The Virtual Datacentre Operating System concept is "intriguing," IT analyst Laura DiDio says. But to be successful, VMware must go out of its way to train customers, who often are dealing with tight budgets and using products 18 to 24 months older than the most cutting-edge technology.

Virtualising a few servers and deploying basic disaster recovery tools is relatively simple compared with the kind of overall data centre management schemes VMware is now talking about.

"They have to match theory with actual usage," Didio says. "You know, it's got to be vetted. ... A lot of customers are leaving the comfort zone. These things are increasing in size, scope and complexity. A lot of these organizations do not have the time nor the funds to send their IT people out for training."

Even customers who are virtualising large portions of their data centres may not want to deploy the VDC-OS immediately.
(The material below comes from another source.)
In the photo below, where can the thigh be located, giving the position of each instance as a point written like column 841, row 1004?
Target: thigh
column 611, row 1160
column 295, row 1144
"We'll test it out, we'll work with it in our labs and we'll see how it works. We're not rushing into that," says Aaron Andrews, director of distributed systems at First American Corporation in California. Andrews says his company takes an approach that assumes pretty much any workload can be deployed on a virtual server, but there's still work to be done in educating business users.

"We have business units that have adopted it, and we have business units that don't know what virtualisation is," he says.

Kris Jmaeff, a senior data centre analyst at the Interior Health Authority in British Columbia, says forthcoming VMware technology like the VDC-OS, and increasing willingness by software application vendors to support workloads running on virtual machines, will help the organization move closer to a fully virtualised environment. Currently, about half the authority's physical servers are virtualised. "By the next generation [of VMware's technology releases] we'll be able to virtualise almost everything," he says.